Brazil Can Do More (), renamed Change Brazil () as of 2014, was a centrist electoral coalition in Brazil formed around the centrist Brazilian Social Democracy Party (PSDB) for the 2010 presidential election. It was formed by six parties: PSDB, Democrats (DEM), Brazilian Labour Party (PTB), Popular Socialist Party (PPS), Party of National Mobilization (PMN) and Labour Party of Brazil (PTdoB). Its presidential candidate was former São Paulo Governor José Serra from PSDB and the vice-presidential candidate was Rio de Janeiro federal deputy Indio da Costa from DEM.

On October 3, Serra was the second most-voted candidate at the presidential election.
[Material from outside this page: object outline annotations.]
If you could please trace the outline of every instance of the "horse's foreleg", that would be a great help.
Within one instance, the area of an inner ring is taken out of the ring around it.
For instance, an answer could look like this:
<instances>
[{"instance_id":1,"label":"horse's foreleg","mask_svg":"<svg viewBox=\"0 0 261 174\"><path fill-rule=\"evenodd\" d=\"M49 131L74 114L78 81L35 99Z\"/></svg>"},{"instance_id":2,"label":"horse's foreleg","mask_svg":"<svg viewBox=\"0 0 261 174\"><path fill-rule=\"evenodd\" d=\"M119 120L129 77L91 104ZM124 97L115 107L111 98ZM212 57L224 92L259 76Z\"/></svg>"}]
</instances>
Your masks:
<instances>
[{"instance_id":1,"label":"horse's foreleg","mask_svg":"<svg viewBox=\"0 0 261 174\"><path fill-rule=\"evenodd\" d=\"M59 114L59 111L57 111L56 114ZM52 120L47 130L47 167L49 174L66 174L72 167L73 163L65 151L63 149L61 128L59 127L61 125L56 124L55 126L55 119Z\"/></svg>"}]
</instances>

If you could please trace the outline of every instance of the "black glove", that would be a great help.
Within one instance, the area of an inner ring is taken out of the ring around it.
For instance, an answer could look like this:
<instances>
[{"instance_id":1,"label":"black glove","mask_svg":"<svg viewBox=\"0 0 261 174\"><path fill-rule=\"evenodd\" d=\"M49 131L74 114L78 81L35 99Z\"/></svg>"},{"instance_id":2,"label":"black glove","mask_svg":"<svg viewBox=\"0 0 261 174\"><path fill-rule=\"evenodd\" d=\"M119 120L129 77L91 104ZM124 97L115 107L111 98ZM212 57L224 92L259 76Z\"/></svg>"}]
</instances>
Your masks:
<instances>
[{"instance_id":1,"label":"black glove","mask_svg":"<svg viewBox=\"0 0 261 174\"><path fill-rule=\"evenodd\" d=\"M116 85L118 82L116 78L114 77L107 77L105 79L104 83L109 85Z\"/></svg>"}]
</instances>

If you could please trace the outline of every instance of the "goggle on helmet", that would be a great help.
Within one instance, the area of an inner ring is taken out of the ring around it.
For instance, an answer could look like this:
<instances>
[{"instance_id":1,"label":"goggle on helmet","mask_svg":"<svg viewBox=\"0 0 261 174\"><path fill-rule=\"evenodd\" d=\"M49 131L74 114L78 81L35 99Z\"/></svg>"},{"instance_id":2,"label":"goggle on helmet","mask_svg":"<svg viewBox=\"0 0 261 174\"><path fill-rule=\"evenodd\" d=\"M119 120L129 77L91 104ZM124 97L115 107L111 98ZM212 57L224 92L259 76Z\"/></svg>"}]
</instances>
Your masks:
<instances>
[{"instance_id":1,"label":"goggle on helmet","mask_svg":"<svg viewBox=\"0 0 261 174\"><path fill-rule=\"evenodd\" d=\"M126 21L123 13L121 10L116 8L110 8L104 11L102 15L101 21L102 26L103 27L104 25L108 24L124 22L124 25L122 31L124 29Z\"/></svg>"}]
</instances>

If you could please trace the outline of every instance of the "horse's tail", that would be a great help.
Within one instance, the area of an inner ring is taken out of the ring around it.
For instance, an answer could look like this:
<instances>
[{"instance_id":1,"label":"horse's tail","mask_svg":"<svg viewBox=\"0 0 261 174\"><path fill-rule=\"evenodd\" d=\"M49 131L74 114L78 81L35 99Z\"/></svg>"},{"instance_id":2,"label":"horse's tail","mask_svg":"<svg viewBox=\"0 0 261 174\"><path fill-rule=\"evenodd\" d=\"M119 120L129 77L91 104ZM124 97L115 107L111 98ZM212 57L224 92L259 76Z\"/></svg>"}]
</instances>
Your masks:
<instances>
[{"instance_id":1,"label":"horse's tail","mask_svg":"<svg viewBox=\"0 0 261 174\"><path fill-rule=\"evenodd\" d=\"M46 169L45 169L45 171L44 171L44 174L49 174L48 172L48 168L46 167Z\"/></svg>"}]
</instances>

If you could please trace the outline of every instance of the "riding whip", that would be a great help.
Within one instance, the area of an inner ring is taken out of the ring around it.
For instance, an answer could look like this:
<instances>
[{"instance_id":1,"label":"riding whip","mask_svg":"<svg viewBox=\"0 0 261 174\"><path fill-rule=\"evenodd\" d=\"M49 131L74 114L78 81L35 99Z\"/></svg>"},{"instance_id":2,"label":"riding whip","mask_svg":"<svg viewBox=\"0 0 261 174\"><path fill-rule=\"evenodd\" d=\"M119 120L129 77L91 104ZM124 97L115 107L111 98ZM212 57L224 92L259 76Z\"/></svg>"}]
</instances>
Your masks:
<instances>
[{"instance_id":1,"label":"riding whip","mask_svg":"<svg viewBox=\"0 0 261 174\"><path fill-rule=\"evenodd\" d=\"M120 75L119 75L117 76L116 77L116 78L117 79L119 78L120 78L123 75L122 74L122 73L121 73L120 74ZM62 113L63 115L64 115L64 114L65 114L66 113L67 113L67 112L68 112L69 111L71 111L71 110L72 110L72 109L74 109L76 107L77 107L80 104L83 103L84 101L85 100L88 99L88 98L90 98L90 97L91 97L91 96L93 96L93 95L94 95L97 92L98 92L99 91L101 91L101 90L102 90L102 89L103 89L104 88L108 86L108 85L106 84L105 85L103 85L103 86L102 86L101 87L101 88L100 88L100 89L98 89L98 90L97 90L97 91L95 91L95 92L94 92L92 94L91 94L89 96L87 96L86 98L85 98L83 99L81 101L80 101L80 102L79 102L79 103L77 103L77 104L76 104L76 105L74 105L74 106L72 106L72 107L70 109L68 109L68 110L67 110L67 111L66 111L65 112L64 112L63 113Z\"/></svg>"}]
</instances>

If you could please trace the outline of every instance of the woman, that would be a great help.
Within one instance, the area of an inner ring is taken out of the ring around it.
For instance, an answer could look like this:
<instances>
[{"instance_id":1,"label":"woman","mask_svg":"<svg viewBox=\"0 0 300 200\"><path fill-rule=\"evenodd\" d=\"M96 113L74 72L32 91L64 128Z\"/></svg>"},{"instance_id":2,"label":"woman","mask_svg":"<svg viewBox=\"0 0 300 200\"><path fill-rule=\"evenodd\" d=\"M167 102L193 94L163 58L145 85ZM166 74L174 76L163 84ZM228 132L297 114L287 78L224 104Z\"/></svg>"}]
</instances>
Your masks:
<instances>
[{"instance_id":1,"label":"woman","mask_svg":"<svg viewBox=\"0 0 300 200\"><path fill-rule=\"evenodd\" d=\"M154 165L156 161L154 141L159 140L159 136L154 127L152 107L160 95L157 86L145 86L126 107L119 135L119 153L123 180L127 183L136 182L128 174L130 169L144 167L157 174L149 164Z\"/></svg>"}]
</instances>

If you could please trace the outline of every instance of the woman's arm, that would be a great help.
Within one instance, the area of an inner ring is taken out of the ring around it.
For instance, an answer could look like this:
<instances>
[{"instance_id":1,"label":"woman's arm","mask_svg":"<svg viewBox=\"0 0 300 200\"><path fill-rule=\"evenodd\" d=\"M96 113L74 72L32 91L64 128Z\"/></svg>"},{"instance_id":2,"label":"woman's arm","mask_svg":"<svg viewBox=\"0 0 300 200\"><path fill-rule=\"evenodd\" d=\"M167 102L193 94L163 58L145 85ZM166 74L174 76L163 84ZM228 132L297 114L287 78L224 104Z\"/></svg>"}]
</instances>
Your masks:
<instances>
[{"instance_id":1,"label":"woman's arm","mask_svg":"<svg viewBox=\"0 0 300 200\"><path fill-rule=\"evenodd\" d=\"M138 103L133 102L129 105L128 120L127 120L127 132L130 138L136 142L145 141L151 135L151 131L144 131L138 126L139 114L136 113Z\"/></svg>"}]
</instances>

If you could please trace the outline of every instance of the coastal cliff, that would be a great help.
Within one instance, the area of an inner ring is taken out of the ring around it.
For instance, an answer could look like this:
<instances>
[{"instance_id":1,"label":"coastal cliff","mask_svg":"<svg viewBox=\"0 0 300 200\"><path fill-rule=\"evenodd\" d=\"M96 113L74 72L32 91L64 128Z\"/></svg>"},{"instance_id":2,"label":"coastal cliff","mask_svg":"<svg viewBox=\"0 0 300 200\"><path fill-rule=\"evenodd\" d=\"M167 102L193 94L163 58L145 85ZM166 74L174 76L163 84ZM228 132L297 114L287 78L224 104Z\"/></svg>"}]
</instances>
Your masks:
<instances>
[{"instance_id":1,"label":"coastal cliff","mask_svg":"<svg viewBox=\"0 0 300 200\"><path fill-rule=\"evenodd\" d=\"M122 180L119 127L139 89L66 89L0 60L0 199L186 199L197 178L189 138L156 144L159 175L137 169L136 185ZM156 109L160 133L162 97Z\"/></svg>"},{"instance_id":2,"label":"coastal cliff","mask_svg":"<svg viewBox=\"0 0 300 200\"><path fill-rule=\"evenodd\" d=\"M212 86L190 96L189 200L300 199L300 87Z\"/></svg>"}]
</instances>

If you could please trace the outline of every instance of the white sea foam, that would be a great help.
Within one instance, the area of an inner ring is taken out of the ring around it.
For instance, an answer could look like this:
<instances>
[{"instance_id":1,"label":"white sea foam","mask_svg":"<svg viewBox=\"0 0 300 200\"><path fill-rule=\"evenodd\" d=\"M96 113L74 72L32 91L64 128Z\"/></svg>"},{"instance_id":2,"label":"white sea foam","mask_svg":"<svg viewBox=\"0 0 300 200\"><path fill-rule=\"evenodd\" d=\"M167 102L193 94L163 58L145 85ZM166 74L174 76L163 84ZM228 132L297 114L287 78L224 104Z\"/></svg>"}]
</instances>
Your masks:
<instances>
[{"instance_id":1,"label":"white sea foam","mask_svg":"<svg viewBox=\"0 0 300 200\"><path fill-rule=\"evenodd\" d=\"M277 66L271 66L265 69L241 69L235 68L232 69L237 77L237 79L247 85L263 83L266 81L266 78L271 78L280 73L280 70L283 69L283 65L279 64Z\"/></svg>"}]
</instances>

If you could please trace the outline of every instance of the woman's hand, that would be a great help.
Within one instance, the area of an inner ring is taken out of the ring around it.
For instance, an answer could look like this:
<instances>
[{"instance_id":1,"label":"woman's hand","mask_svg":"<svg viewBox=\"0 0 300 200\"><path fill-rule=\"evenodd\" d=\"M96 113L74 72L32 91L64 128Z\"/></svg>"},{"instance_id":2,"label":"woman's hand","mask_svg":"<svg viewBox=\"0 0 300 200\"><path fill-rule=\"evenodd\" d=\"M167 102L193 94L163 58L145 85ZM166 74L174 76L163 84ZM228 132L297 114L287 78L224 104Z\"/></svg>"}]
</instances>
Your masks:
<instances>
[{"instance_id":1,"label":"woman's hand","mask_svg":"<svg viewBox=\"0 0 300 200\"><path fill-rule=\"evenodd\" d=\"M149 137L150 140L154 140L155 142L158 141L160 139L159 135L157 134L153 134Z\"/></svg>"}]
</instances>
Because the most voted candidate, Dilma Rousseff, was not able to get 50%+1 of the unspoilt votes, she faced Serra in a run-off on October 31, which Rousseff won.

At the legislative election, the Brazil Can Do More coalition gained 136 out of 513 seats in the Chamber of Deputies, as well as 25 out of 81 seats in the Federal Senate. This result was an all-time low for the lulist opposition. On the other hand, the center-left For Brazil to Keep on Changing coalition, which gathered around Lula's chosen successor Dilma Rousseff, reached an all-time high.

For the 2014 elections, the alliance changed its name to Change Brazil () and was led by Aécio Neves. The coalition once again lost the election.

In 2017, Aécio Neves was forced to step down from the coalition leadership after he got involved in a series of corruption scandals including Operation Car Wash.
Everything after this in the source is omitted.